From the Guidelines
To replace a bypassing suprapubic catheter in a patient with a possible UTI, the catheter should be replaced prior to the collection of cultures and initiation of antimicrobial treatment, as suggested by observational data 1. When replacing the catheter, it is essential to follow aseptic technique to minimize the risk of infection. The procedure involves gathering supplies, including a new sterile catheter of the same size (typically 16-18 Fr), sterile gloves, antiseptic solution, lubricant, drainage bag, and sterile dressing materials. The steps for replacement include:
- Cleaning the site with antiseptic solution
- Removing the old catheter
- Promptly inserting the new one through the established tract before it closes (which can happen within minutes)
- Securing the catheter
- Connecting it to a drainage bag
- Verifying proper function by observing urine flow Bypassing (leakage around the catheter) often occurs due to blockage, bladder spasms, or catheter size issues. If bypassing persists after replacement, consider increasing catheter size, treating bladder spasms with anticholinergics like oxybutynin, or addressing constipation if present. Regular catheter changes every 4-12 weeks help prevent complications like encrustation and blockage, as recommended by guidelines for the prevention and management of urinary tract infections 2, 3. It is also crucial to obtain a urine specimen for culture prior to initiating antimicrobial therapy for presumed CA-UTI, as recommended by the Infectious Diseases Society of America 2. Empirical treatment decisions can be made based on review of the individual patient’s urinary tract anatomy or dysfunction, allergies medication list for interactions, microbiological and prior treatment history, the type of UTI (eg, cystitis vs pyelonephritis), and the clinical severity of presentation 1.
From the Research
Replacement of Suprapubic Catheter
- The provided studies do not directly address the procedure for replacing a suprapubic catheter that is bypassing in a patient with a possible urinary tract infection (UTI) 4, 5, 6, 7, 8.

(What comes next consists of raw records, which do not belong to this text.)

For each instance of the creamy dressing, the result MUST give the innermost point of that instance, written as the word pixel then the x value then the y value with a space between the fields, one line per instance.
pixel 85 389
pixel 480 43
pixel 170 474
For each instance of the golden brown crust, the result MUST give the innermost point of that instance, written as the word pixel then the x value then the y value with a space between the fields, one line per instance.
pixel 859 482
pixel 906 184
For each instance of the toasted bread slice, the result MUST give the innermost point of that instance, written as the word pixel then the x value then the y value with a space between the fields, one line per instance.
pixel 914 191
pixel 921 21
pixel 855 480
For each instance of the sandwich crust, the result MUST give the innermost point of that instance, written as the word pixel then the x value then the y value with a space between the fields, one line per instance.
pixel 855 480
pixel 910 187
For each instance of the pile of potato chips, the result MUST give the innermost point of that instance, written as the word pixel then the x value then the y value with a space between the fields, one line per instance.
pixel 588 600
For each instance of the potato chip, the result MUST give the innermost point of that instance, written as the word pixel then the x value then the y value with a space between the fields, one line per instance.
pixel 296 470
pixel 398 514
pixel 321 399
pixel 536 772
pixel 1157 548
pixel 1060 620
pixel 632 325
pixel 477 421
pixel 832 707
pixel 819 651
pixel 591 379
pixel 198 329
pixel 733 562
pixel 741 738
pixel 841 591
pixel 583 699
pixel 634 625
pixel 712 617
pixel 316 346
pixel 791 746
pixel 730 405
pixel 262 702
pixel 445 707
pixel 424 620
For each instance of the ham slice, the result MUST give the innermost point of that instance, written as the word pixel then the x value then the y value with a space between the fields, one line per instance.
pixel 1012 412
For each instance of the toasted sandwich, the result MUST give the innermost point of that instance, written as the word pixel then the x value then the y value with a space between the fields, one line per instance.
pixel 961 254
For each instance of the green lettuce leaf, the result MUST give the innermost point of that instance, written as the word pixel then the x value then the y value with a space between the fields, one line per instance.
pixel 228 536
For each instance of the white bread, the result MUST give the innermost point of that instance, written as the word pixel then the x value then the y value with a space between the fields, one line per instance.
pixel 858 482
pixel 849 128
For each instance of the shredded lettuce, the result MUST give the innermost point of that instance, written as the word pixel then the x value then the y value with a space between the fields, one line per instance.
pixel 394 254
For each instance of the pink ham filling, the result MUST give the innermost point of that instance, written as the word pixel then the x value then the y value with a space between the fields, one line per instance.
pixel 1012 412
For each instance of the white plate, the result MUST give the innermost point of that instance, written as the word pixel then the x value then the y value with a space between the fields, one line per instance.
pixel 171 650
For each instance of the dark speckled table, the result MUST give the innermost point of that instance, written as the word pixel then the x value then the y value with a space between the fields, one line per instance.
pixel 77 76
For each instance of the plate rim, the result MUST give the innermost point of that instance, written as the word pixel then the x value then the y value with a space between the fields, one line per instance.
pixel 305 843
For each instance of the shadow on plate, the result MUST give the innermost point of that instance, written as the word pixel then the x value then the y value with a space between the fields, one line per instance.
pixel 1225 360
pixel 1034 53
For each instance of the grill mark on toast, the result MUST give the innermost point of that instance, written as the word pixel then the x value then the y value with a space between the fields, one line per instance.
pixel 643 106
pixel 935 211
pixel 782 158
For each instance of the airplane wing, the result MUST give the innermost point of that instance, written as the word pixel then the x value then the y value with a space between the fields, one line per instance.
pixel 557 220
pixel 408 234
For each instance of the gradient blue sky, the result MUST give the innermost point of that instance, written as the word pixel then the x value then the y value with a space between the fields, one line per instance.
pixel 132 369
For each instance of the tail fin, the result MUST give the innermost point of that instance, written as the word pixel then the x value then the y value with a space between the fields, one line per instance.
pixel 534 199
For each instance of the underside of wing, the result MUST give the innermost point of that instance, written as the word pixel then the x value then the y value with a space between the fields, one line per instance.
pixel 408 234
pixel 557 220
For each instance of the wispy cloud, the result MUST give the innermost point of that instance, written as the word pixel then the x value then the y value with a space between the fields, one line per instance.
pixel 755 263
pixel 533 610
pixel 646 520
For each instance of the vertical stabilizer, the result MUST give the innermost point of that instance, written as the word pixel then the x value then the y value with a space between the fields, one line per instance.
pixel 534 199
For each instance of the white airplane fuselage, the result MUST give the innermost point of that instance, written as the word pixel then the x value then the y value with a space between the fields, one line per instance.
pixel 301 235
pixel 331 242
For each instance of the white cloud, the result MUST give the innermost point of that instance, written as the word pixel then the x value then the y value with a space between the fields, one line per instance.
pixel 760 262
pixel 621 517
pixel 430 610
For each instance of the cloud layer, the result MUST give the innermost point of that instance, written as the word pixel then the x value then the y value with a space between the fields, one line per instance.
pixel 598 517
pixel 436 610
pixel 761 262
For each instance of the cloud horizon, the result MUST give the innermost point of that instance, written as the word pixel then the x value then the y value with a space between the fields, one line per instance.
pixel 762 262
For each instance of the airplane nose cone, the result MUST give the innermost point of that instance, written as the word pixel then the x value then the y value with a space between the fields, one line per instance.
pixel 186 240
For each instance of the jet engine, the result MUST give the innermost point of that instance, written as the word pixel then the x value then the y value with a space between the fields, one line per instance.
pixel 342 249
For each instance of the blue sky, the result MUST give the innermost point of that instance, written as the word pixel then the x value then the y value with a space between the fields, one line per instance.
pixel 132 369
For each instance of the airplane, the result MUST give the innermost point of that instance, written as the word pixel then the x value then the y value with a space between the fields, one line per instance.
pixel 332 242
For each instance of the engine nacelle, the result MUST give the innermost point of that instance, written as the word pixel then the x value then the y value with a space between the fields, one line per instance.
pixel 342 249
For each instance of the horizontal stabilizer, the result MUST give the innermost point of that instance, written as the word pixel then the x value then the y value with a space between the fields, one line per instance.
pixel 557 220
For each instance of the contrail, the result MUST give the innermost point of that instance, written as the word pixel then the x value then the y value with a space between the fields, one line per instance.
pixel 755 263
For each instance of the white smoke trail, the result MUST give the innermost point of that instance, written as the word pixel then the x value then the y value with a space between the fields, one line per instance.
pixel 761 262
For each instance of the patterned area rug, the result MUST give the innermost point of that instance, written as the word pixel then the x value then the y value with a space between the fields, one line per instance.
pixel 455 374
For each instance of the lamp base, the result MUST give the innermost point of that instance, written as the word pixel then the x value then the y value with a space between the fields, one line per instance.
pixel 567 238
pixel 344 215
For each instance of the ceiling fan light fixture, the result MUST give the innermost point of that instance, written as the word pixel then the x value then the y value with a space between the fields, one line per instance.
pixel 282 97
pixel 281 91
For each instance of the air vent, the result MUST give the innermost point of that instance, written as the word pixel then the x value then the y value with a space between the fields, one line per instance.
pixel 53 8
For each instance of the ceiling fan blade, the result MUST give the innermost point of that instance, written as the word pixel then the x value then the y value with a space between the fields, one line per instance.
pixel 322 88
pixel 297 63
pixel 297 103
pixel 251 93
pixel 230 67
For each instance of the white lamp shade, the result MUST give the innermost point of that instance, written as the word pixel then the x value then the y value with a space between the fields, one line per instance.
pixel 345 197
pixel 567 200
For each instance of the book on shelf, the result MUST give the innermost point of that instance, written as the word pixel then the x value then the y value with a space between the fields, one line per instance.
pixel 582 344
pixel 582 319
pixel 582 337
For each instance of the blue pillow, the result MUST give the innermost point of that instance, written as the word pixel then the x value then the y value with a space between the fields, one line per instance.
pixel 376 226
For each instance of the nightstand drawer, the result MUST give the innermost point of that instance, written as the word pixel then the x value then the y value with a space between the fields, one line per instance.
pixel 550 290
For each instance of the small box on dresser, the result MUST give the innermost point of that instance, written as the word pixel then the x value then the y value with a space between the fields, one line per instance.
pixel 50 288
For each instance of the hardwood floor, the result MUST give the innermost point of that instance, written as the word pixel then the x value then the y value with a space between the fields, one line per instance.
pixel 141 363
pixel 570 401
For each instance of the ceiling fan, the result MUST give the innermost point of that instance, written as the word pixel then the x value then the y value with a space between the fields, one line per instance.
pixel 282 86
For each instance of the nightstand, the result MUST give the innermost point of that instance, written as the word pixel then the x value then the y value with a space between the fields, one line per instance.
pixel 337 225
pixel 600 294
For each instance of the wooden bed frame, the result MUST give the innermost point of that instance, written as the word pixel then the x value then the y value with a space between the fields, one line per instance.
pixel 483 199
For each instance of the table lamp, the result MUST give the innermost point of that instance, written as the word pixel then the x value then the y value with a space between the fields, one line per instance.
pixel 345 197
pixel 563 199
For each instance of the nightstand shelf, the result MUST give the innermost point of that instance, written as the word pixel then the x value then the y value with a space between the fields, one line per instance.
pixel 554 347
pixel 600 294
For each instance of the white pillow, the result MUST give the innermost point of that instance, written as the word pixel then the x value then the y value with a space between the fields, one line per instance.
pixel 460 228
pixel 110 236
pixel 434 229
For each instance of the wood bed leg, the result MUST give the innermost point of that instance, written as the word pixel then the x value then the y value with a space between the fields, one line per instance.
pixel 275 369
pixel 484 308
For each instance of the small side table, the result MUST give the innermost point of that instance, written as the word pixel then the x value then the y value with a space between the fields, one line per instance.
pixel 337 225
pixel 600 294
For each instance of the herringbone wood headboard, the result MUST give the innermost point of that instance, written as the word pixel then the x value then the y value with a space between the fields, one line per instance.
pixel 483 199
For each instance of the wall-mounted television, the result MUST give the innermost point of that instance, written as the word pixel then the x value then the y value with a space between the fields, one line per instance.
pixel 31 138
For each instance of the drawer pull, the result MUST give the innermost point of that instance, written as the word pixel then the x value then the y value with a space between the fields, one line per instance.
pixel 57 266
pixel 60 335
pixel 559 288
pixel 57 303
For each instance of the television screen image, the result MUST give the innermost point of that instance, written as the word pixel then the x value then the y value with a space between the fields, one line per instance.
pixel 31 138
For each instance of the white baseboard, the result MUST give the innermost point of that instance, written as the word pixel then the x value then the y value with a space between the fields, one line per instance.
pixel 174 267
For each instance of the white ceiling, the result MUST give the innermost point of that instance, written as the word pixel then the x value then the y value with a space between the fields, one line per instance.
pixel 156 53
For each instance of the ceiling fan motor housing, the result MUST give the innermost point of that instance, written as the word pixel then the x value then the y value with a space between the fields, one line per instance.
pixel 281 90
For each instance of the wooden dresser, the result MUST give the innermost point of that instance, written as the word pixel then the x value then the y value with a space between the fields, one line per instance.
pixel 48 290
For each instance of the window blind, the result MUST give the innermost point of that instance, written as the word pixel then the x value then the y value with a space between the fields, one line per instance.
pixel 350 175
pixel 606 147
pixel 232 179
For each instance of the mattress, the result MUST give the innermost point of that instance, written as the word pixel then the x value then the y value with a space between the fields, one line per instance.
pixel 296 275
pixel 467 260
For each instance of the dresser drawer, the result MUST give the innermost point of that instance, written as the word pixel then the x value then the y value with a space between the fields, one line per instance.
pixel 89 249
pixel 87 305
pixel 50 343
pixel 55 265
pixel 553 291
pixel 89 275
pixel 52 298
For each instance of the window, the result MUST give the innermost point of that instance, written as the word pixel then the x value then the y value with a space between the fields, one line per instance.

- However, it is mentioned that duration of catheterization is a leading risk factor for urinary tract infections, and catheter-associated bacteriuria are usually asymptomatic 6.
- The use of hydrophilic-coated catheters for clean intermittent catheterization can effectively reduce infections 4.
- Preliminary results with chlorhexidine-coated catheters are also promising in reducing catheter-associated UTIs 4.
Management of Catheter-Associated UTIs
- Empirical antibiotic treatment should be initiated with activity against multiresistant uropathogens in cases of serious catheter-associated UTI in patients with a history of previous antibiotic therapy or healthcare-associated bacteraemia 4.
- Antibiotic treatment does not decrease symptomatic episodes but will lead to emergence of more resistant organisms 8.
- Asymptomatic catheter-acquired UTI should not be treated with antimicrobials 8.